**Difficulty:** Medium, **Asked-In:** Facebook, Microsoft.

**Key Takeaways**

- An excellent problem to learn problem-solving using a single loop and divide-and-conquer approach.
- We are incrementing the loop by two to optimize the code. We can use similar ideas to optimize the code for other coding problems.
- Time complexities of all three approaches are O(n), but the total count of comparison operations is different. Such a scenario may arise in solving other coding problems where one can reduce the count of critical operations to optimize the solution.

Given an array X[] of size n, we need to find the maximum and minimum elements present in the array. Our algorithm should make the minimum number of comparisons.

Input: X[] = [4, 2, 0, 8, 20, 9, 2], Output: max = 20, min = 0.

Input: X[] = [-8, -3, -10, -32, -1], Output: max = -1, min = -32.

- Brute force approach using single loop: Increment by 1.
- Using divide and conquer approach similar to merge sort.
- Efficient approach using single loop: Increment by 2.

Step 1: We initialize two variables, max and min, with X[0] to store the maximum and minimum.

Step 2: Now we traverse the array from i = 1 to n - 1 and compare each element with min and max.

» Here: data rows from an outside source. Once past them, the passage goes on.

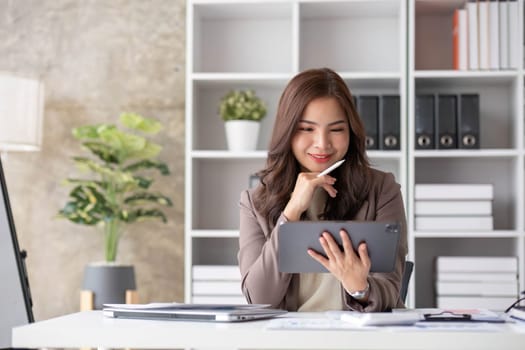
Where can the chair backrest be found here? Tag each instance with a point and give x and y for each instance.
(409, 267)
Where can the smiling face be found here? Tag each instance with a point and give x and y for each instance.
(322, 136)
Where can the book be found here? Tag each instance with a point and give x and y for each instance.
(452, 207)
(389, 122)
(362, 319)
(477, 264)
(454, 191)
(517, 312)
(446, 121)
(468, 121)
(483, 26)
(473, 35)
(425, 120)
(474, 302)
(503, 34)
(460, 39)
(368, 109)
(494, 34)
(216, 272)
(513, 27)
(497, 289)
(216, 288)
(454, 223)
(510, 277)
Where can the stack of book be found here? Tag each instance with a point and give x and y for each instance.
(217, 284)
(476, 282)
(453, 207)
(485, 35)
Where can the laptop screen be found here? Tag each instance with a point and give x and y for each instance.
(15, 302)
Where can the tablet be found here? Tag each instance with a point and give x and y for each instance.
(296, 237)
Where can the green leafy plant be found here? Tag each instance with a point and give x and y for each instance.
(242, 105)
(118, 191)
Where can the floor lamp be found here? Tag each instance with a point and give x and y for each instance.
(21, 113)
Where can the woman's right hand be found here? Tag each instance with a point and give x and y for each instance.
(304, 191)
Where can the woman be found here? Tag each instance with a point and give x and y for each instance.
(317, 125)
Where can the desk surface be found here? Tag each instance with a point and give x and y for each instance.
(92, 329)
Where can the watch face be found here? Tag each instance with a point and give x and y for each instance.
(360, 294)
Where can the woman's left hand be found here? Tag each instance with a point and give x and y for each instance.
(346, 265)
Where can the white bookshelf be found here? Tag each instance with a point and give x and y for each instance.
(500, 159)
(261, 45)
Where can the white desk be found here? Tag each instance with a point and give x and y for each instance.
(91, 329)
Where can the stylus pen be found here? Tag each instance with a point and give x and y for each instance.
(330, 168)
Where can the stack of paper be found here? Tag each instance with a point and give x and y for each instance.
(485, 35)
(454, 207)
(217, 284)
(476, 282)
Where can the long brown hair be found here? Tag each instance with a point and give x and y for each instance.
(279, 176)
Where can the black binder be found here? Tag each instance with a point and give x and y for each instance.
(425, 122)
(389, 122)
(468, 121)
(368, 109)
(446, 122)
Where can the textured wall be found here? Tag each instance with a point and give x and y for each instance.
(96, 58)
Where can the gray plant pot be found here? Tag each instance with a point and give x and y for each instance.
(109, 282)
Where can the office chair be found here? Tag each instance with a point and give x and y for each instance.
(409, 267)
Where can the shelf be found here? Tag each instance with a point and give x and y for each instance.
(218, 78)
(212, 154)
(360, 23)
(500, 76)
(215, 233)
(463, 234)
(460, 153)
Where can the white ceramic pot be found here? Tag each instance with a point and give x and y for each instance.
(242, 135)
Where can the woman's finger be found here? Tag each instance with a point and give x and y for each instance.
(363, 255)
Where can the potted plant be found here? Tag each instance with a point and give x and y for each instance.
(115, 195)
(242, 112)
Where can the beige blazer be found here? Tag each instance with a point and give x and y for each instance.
(262, 283)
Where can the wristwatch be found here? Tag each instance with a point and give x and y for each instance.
(360, 294)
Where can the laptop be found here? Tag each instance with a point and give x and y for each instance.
(193, 312)
(295, 238)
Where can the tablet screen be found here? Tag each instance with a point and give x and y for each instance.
(295, 238)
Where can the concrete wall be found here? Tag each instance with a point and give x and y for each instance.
(97, 58)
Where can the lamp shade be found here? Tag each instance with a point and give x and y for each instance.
(21, 113)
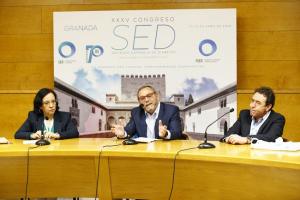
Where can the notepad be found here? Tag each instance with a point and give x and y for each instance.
(278, 145)
(3, 140)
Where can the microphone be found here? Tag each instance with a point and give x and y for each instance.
(128, 140)
(42, 141)
(205, 144)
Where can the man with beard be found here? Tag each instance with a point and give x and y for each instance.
(152, 119)
(259, 122)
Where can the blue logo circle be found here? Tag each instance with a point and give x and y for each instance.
(68, 44)
(207, 42)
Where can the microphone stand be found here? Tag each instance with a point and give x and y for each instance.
(205, 144)
(42, 141)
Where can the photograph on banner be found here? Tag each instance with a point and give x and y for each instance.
(101, 58)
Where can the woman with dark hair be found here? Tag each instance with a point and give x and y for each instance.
(45, 115)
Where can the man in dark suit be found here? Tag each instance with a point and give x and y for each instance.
(152, 119)
(259, 122)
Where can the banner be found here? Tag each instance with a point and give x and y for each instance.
(101, 58)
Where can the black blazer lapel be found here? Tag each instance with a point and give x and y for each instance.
(40, 123)
(160, 117)
(143, 124)
(268, 120)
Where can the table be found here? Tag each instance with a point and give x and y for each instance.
(69, 168)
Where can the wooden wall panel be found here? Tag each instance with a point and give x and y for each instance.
(20, 20)
(25, 76)
(14, 110)
(280, 45)
(281, 75)
(286, 104)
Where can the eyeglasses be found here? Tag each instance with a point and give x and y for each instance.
(143, 98)
(47, 103)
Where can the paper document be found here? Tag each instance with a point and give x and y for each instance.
(3, 140)
(144, 139)
(279, 145)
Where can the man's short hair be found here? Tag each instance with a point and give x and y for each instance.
(268, 93)
(145, 86)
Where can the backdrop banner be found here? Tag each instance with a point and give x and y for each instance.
(101, 58)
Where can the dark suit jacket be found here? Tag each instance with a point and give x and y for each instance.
(62, 125)
(168, 114)
(271, 129)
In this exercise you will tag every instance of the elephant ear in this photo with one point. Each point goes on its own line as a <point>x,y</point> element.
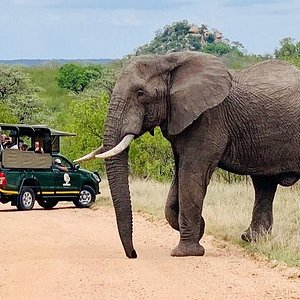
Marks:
<point>198,83</point>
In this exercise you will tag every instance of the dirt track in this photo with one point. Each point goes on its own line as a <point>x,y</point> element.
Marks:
<point>69,253</point>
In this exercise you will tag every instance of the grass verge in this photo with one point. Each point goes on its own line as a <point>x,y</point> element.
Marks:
<point>227,212</point>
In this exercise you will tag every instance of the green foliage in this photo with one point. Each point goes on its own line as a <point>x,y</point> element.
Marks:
<point>220,48</point>
<point>20,96</point>
<point>76,77</point>
<point>151,157</point>
<point>86,118</point>
<point>289,51</point>
<point>182,36</point>
<point>6,115</point>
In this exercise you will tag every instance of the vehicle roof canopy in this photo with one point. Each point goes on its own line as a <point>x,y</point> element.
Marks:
<point>50,138</point>
<point>24,129</point>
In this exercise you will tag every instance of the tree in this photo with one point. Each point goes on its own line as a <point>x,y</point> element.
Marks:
<point>20,96</point>
<point>289,49</point>
<point>182,36</point>
<point>86,118</point>
<point>76,78</point>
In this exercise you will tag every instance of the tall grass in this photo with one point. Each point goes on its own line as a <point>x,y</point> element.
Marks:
<point>227,212</point>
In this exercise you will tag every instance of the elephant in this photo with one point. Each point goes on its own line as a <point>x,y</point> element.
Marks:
<point>245,122</point>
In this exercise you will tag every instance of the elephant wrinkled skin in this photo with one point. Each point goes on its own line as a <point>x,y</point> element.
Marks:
<point>246,122</point>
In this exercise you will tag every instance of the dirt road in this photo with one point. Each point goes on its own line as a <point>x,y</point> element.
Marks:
<point>69,253</point>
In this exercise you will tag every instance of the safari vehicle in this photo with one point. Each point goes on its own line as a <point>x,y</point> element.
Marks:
<point>27,176</point>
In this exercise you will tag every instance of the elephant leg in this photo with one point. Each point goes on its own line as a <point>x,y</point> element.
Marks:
<point>172,206</point>
<point>192,185</point>
<point>172,209</point>
<point>262,215</point>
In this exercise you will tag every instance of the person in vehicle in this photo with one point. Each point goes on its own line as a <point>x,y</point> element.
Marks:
<point>58,164</point>
<point>38,148</point>
<point>24,147</point>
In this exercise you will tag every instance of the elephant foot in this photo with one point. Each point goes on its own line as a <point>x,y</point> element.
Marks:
<point>252,236</point>
<point>184,249</point>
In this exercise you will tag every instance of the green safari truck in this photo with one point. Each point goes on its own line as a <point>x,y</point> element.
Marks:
<point>45,176</point>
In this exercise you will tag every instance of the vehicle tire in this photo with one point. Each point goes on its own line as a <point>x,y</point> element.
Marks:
<point>86,197</point>
<point>47,204</point>
<point>26,199</point>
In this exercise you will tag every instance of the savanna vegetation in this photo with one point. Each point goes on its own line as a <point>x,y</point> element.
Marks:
<point>75,98</point>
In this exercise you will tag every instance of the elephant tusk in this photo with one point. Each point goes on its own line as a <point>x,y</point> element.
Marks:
<point>90,155</point>
<point>117,149</point>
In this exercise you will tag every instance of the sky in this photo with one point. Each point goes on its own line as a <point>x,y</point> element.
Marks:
<point>84,29</point>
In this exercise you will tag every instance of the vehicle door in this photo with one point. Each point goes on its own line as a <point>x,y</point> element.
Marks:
<point>46,180</point>
<point>66,183</point>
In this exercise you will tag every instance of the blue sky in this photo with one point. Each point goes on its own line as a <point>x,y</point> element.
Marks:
<point>73,29</point>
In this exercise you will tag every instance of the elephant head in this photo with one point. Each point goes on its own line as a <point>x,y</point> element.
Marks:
<point>170,91</point>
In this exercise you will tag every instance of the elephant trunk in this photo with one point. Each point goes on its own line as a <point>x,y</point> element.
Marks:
<point>117,173</point>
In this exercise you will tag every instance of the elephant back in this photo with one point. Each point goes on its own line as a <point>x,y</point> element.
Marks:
<point>273,78</point>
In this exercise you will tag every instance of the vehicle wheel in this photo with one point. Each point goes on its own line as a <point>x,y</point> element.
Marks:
<point>26,199</point>
<point>86,197</point>
<point>47,204</point>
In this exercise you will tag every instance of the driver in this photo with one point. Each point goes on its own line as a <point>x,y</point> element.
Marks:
<point>58,164</point>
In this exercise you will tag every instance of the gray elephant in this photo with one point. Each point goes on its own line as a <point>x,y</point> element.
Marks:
<point>246,123</point>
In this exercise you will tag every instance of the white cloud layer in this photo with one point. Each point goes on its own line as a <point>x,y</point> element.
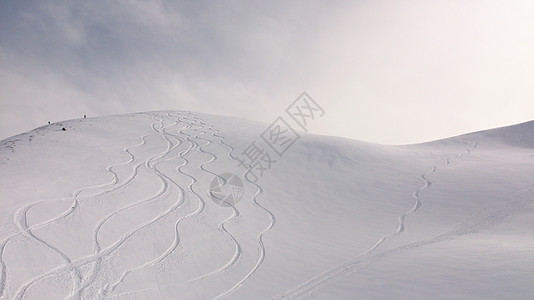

- If (X[i] < min): When X[i] is smaller than the minimum so far. So, we update min with X[i].
- If (X[i] > max): When X[i] is greater than the maximum so far. So, we update max with X[i].
- By the end of the loop, the minimum and maximum values of the array will be stored in the variables min and max.

Step 3: To return these values, we create an extra array maxMin[] of size two, where we store the maximum at the first index and the minimum at the second index. We return the maxMin array as output.

```
int[] findMinMax(int X[], int n)
{
int max = X[0]
int min = X[0]
for(int i = 1; i < n; i = i + 1)
{
if(X[i] > max)
max = X[i]
else if(X[i] < min)
min = X[i]
}
int maxMin[2] = {max, min}
return maxMin
}
```

We are running a single loop n - 1 time and doing O(1) operations at each iteration. So time complexity = (n - 1)*O(1) = O(n). We are using constant extra space, so space complexity = O(1). The critical questions are: What would be the worst and best-case scenario?

In the worst case, we make two comparisons at each iteration. This occurs if the array is sorted in descending order. In this situation, the first if statement will be false every time, and the second if statement will be true every time. So, the total number of comparisons in the worst case = 2(n−1).

The best case occurs when the elements are sorted in ascending order. In this situation, the first if statement will be true every time, and the second if statement will not execute. So, the total number of comparisons in the best case = n−1.

Now the critical questions are: Can we solve this problem using another approach? Can we think recursively to find maximum and minimum? Let's think!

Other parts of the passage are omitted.